Earlier in the week, Jesse Walker noted that the latest crime numbers from the FBI show both violent and non-violent crimes declined for 2013, continuing an overall trend briefly interrupted by a small uptick in 2012.
But as part of that report, the FBI also analyzed fatal police shootings that are ruled justifiable. Based on those numbers, you'd think we were all living in Detroit. Americans are often mistaken in their beliefs that crime is on the rise. But for anybody noticing all the reports about police shooting and killing citizens and thinking this is happening more frequently: You are correct. According to the FBI, police have reached a two-decade high in fatally shooting suspects. Law enforcement officers killed 461 people in 2013. It's the third year in a row that fatal shootings by police have increased.

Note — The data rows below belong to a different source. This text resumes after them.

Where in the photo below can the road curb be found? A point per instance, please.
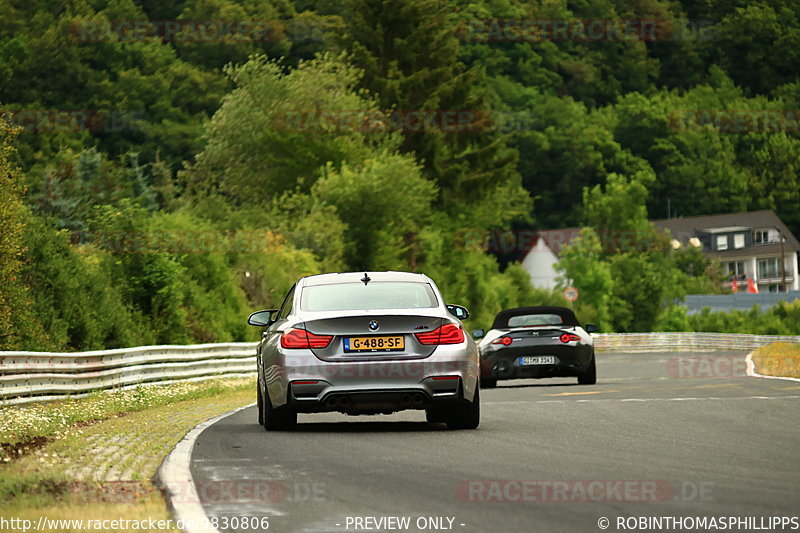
(175, 479)
(751, 370)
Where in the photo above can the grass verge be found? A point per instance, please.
(778, 359)
(95, 458)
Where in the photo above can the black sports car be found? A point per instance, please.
(536, 342)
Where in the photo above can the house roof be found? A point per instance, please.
(685, 228)
(556, 239)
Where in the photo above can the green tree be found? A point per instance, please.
(276, 130)
(409, 53)
(582, 266)
(383, 202)
(16, 319)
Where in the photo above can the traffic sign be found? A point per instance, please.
(570, 294)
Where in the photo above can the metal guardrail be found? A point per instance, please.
(684, 341)
(41, 376)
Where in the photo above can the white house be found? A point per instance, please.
(750, 245)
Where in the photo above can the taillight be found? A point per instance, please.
(447, 334)
(505, 341)
(569, 337)
(300, 338)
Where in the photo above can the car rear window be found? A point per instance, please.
(375, 295)
(522, 321)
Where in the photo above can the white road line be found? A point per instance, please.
(751, 370)
(598, 400)
(175, 477)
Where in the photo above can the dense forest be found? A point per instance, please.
(166, 166)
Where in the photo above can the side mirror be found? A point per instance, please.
(261, 318)
(458, 311)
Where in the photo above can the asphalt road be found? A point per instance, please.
(660, 435)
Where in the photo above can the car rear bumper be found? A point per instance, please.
(376, 401)
(505, 364)
(310, 385)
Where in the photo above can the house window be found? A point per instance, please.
(768, 268)
(734, 268)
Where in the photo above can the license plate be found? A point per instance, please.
(537, 360)
(374, 344)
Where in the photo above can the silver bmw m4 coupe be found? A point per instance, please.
(366, 343)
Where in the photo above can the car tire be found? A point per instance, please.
(467, 415)
(260, 403)
(436, 415)
(589, 377)
(488, 383)
(281, 418)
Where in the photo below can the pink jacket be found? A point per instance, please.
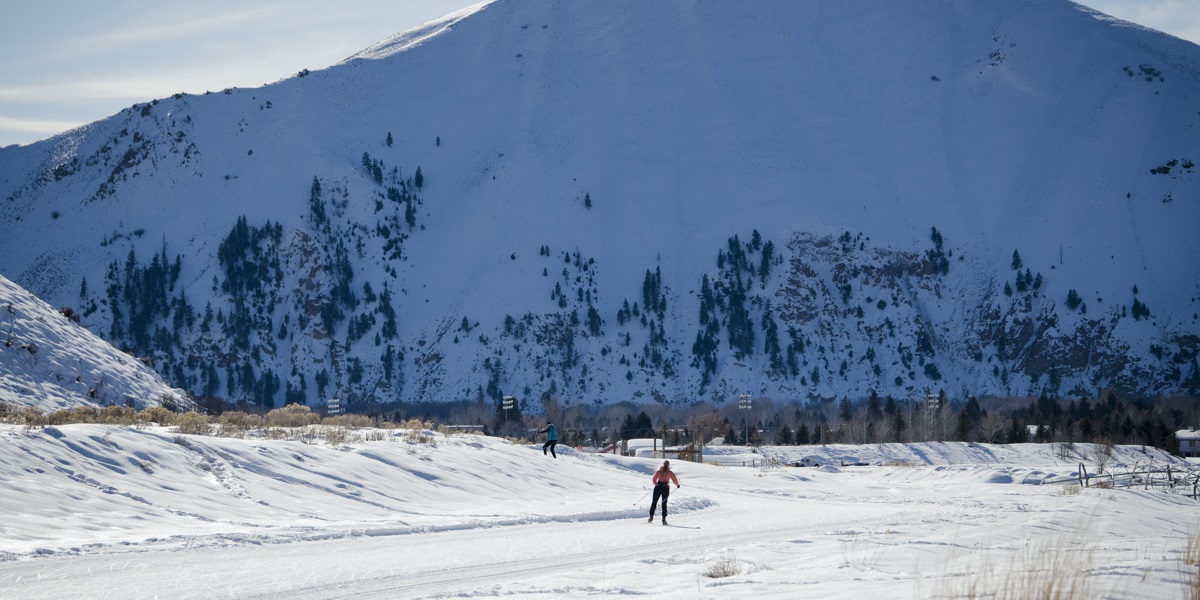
(665, 475)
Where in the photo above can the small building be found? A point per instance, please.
(1189, 442)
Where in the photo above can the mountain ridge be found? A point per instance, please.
(903, 177)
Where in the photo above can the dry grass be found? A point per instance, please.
(1054, 570)
(1068, 490)
(727, 565)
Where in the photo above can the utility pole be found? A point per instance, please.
(744, 405)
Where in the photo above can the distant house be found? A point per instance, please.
(1189, 442)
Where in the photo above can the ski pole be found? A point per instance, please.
(640, 499)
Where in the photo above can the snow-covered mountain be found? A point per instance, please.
(610, 201)
(48, 361)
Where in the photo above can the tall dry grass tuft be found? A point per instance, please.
(1192, 563)
(1054, 570)
(726, 565)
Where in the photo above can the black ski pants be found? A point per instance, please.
(664, 491)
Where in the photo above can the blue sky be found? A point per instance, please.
(66, 63)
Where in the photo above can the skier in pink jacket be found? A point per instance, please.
(663, 480)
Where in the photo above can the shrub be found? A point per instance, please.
(237, 424)
(348, 420)
(157, 414)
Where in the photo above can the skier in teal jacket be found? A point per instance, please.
(551, 438)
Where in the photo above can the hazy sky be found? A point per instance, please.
(66, 63)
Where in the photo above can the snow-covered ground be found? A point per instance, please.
(49, 363)
(107, 511)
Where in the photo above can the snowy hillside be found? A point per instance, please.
(145, 513)
(659, 202)
(47, 361)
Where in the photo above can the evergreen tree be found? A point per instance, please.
(784, 436)
(1017, 432)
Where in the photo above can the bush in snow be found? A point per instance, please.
(193, 424)
(292, 415)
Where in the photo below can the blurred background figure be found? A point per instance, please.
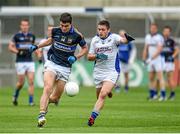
(25, 66)
(170, 52)
(152, 58)
(45, 50)
(124, 55)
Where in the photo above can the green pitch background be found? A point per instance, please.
(125, 112)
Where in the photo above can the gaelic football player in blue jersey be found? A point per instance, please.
(19, 45)
(57, 68)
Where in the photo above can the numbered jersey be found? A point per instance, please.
(124, 52)
(23, 41)
(153, 41)
(168, 49)
(64, 45)
(107, 46)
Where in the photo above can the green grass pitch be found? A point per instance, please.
(125, 112)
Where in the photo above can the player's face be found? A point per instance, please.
(166, 32)
(102, 31)
(153, 29)
(65, 27)
(24, 26)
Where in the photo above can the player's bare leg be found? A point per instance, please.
(19, 85)
(49, 80)
(126, 74)
(171, 85)
(30, 76)
(98, 90)
(152, 89)
(105, 90)
(57, 92)
(162, 86)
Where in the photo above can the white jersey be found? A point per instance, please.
(108, 47)
(45, 50)
(153, 41)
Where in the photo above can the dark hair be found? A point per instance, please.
(66, 18)
(167, 27)
(104, 22)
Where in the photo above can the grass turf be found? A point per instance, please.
(125, 112)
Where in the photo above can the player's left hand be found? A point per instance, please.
(170, 58)
(129, 37)
(72, 59)
(33, 48)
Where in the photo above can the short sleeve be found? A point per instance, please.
(81, 41)
(13, 39)
(53, 32)
(161, 40)
(117, 39)
(34, 39)
(92, 49)
(146, 40)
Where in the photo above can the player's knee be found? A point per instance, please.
(19, 85)
(103, 94)
(31, 83)
(53, 99)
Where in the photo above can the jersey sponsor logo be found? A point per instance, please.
(21, 38)
(103, 49)
(167, 49)
(69, 41)
(123, 48)
(64, 47)
(23, 46)
(63, 38)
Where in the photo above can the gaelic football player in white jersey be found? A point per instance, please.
(103, 50)
(152, 57)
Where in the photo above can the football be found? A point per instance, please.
(71, 89)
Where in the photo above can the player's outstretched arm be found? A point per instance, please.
(43, 44)
(83, 51)
(127, 38)
(12, 48)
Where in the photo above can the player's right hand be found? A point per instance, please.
(148, 60)
(101, 56)
(129, 37)
(72, 59)
(32, 48)
(21, 52)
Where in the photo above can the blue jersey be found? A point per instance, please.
(64, 45)
(124, 51)
(23, 42)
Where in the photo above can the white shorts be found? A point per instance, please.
(169, 66)
(125, 67)
(99, 78)
(156, 65)
(23, 67)
(62, 73)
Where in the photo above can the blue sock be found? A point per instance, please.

Actually, a correction: We are seeing an increase in the number of killings by police reported to the FBI. The numbers are both self-reported and incomplete. We don't necessarily have a true, accurate count of how many people have died at the hands of police when those deaths aren't counted as crimes. From USA Today:
Criminal justice analysts said the inherent limitations of the database — the killings are self-reported by law enforcement, and not all police agencies participate in the annual counts — continue to frustrate efforts to identify the universe of lethal force incidents involving police.
University of Nebraska criminologist Samuel Walker said the incomplete nature of the data renders the recent spike in such deaths even more difficult to explain.
"It could be as simple as more departments are reporting,'' Walker said.
The Nebraska criminologist has been among the most vocal advocates calling for an all-inclusive national database to closely track deadly force incidents involving police.
"It is irresponsible that we don't have a complete set of numbers,'' Walker said. "Whether the numbers are up, down or stable, this (national database) needs to be done. … This is a scandal.''
A criminologist with the University of South Carolina thinks the actual numbers are higher. He thinks there needs to be a federal mandate for law enforcement agencies to report killings and tie cooperation to eligibility for federal funds. Would that actually make a difference, though?